# 2.2 Cleaning Data with Pandas

Data cleaning is most of the work when it comes to data analysis. So lets cover the important parts here. Lets load in some data from the Internet Movie Database to clean up and explore.

In [None]:
import pandas as pd
import numpy as np

In [None]:
## CSV File
df = pd.read_csv("../data/imdb.csv")

print("First 30 rows...")
display(df.head(30))

print('info')
df.info()

## Handling Nulls

Looking at the data above, you will see that some columns use the string `\N` to denote a null. Lets replace both of these with an actual `np.nan` null value. We can use df.replace() to do this.


In [None]:
df = df.replace(r'\N', np.nan) # Not the use of a raw string with r'' to avoid having to escape the \ character.
df.head(30)

# Fixing Data Types

Lets look at the documentation for the columns provided by imdb:
- titleType (string) – the type/format of the title (e.g. movie, short, tvseries, tvepisode, video, etc)
- primaryTitle (string) – the more popular title / the title used by the filmmakers on promotional materials at the point of release
- originalTitle (string) - original title, in the original language
- isAdult (boolean) - 0: non-adult title; 1: adult title
- startYear (YYYY) – represents the release year of a title. In the case of TV Series, it is the series start year
- endYear (YYYY) – TV Series end year. ‘\N’ for all other title types
- runtimeMinutes – primary runtime of the title, in minutes
- genres (string array) – includes up to three genres associated with the title
- averageRating – weighted average of all the individual user ratings
- numVotes - number of votes the title has received

If we call df.info() we can get an idea of our datatypes and other info:


In [None]:
df.info()

From this we can see that some columns arent in the format we'd want. runtimeMinutes, startYear and endYear are currently `object` columns, isAdult is a float64 column when it could be a boolean.

Lets fix these:

In [None]:
# Convert isAdult by simply changing its type.
df['isAdult'] = df['isAdult'].astype(bool)

In [None]:
# We can convert string columns to numeric with pd.to_numeric()
df['startYear'] = pd.to_numeric(df['startYear'], errors='coerce') # turn non-numeric records into np.nan
df['endYear'] = pd.to_numeric(df['endYear'], errors='coerce') # turn non-numeric records into np.nan
df['runtimeMinutes'] = pd.to_numeric(df['runtimeMinutes'], errors='coerce') # turn non-numeric records into np.nan

# Check our info again
df.info()

df.head(30)

## Adding columns

We might want to add extra columns to our dataframe. We can do this by assigning a value to a new column name. This can either be a single value or an expression that uses the data in our other columns.

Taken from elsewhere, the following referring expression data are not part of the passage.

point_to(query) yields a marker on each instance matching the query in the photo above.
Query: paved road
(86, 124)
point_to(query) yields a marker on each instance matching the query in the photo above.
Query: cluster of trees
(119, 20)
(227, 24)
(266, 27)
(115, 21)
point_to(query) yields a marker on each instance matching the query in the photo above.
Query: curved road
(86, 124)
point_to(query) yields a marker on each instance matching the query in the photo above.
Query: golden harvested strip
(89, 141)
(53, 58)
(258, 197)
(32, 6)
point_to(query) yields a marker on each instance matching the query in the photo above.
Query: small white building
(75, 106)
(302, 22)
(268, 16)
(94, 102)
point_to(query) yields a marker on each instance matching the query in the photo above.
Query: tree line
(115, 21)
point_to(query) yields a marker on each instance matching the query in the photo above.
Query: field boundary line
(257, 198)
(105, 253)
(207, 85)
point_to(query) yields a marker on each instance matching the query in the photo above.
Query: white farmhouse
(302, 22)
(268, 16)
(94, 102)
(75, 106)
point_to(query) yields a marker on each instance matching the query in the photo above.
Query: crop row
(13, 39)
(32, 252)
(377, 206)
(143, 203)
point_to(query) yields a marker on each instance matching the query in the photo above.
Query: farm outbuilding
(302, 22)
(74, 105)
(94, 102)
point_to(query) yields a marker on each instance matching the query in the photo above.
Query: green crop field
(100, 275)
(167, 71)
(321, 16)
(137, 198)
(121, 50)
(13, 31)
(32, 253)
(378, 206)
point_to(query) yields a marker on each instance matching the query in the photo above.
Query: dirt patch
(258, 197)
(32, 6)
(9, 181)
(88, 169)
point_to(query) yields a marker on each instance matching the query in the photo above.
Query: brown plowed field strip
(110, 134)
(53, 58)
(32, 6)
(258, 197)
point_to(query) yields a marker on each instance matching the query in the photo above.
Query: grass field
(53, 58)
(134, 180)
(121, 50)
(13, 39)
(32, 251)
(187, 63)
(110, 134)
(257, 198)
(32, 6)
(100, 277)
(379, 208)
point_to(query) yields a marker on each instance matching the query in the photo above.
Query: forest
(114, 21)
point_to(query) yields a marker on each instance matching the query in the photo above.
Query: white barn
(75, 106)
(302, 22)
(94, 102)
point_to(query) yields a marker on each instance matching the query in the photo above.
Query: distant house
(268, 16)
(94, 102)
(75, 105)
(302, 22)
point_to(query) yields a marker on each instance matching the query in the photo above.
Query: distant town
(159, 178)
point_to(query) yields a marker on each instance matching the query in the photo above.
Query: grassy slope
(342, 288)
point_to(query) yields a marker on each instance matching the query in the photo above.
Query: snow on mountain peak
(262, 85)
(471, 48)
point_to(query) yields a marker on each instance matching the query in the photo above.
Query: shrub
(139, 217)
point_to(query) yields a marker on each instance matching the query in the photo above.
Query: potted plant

Lets add a decade column based on the startYear column.



In [None]:
# Divide by 10 and round down to get the decade. 
# We can apply np.floor to the result of our division to do the rounding.
df['decade'] = ((df['startYear'] / 10).apply(np.floor) * 10)
df

# Dropping Data

Perhaps we want a nice safe dataset for our instructional class. Lets' drop the adult titles from our dataframe. We can do this with df.drop(). By default it will return a new dataframe with the data we specify dropped, if we use the argument `inplace=True` it will modifiy the dataframe in place without our having to re-assign df to the result. 

Drop takes alist of column or index values to drop from the dataframe.

In [None]:
# Get the index of all the titles we want to drop.
adult = df[df['isAdult'] == True].index

# Drop the data
df.drop(adult, inplace=True)

df

Now that that's dropped all records wheere isAdult is True, we dont really need the column any more.

In [None]:
df.drop(columns='isAdult', inplace=True)
df

That's a good start. We can start to explore the data in the next notebook. Theres a version of this saved already as imdb_clean so you can jump ahead to the next notebook and try that out now.